After a day of cultural sites the day before, on Thursday, July 7th we rode around the French countryside. Our guide worked hard to avoid major roads which we would have had to share with speeding trucks and cars.
I was glad to have my bike helmut, my padded bike gloves, my bike saddle with its "anatomic pressure release," and my camelback backpack. Many of those in our group ran out of water during some of our longer, hotter riding days. I kept sipping on my camelback all day long, using my water bottle only at lunch time.

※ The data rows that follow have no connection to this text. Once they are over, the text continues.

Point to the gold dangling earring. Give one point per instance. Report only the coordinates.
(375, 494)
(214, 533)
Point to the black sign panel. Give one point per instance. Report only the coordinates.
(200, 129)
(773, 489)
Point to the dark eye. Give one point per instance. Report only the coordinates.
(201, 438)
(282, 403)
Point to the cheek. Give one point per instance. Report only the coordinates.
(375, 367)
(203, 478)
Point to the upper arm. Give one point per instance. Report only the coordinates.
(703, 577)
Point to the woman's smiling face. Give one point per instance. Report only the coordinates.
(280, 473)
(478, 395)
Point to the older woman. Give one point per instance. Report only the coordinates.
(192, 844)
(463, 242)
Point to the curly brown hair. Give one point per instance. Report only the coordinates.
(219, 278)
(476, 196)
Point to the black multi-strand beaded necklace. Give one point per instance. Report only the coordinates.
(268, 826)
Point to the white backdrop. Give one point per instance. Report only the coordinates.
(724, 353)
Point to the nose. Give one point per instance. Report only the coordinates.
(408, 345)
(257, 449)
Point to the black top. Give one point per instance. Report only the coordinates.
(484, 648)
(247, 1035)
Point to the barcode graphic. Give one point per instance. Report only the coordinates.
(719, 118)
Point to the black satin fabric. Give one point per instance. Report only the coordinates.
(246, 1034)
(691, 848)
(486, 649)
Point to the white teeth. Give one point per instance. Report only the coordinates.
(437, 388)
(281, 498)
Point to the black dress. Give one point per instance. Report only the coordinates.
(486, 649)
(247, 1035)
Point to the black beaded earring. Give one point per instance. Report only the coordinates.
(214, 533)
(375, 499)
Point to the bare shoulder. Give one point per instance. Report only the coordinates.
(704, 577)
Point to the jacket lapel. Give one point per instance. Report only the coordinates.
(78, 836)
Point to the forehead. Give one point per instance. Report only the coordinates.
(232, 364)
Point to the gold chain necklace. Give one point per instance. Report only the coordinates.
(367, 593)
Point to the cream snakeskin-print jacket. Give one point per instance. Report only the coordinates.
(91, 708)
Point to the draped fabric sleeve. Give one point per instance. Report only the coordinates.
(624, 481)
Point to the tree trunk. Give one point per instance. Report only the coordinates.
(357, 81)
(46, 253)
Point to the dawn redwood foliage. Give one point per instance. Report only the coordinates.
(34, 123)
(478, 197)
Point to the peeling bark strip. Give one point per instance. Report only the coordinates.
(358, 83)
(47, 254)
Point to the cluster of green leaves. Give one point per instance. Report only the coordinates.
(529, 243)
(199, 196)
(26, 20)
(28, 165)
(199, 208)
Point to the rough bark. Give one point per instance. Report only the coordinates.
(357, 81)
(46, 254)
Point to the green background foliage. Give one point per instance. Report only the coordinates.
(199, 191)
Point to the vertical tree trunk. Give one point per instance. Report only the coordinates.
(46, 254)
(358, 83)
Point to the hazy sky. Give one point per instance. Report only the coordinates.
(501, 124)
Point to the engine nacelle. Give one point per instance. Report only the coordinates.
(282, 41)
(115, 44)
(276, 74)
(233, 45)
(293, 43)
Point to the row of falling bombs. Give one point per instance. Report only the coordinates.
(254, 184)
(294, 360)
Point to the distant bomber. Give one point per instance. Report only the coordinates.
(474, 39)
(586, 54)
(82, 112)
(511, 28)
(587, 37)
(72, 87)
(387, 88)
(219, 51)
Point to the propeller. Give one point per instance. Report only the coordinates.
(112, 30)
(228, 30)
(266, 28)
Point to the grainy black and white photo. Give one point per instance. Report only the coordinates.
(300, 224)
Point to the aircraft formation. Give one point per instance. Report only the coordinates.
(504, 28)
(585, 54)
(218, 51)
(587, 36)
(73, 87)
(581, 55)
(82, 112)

We rode from the lock at Melun to the lock at Evry, a suburb of Paris. It's less than 20 miles as the crow flies. But we rode first to Vaux-le-Vicomte, a chateau built by Louis XIV's finance minister. When Louis visited, he was outraged that one of his employees could build a home more lavish than his own. So he imprisoned the man for the rest of his life, hiring the same architect to build his own palace at Versailles. We peaked through the fence at the chateau, and then headed back towards Melun along the sycamore lined drive, in search of roads less traveled.
Much of our route was along the Seine, next to beautiful retreats for the residents of Paris. We picnicked in front of one that was for sale. John waded into the river, skipping rocks.
John, In-Seine, his sister Beth suggested I should entitle this photo.
Again, only one photo allowed. I'll try again later.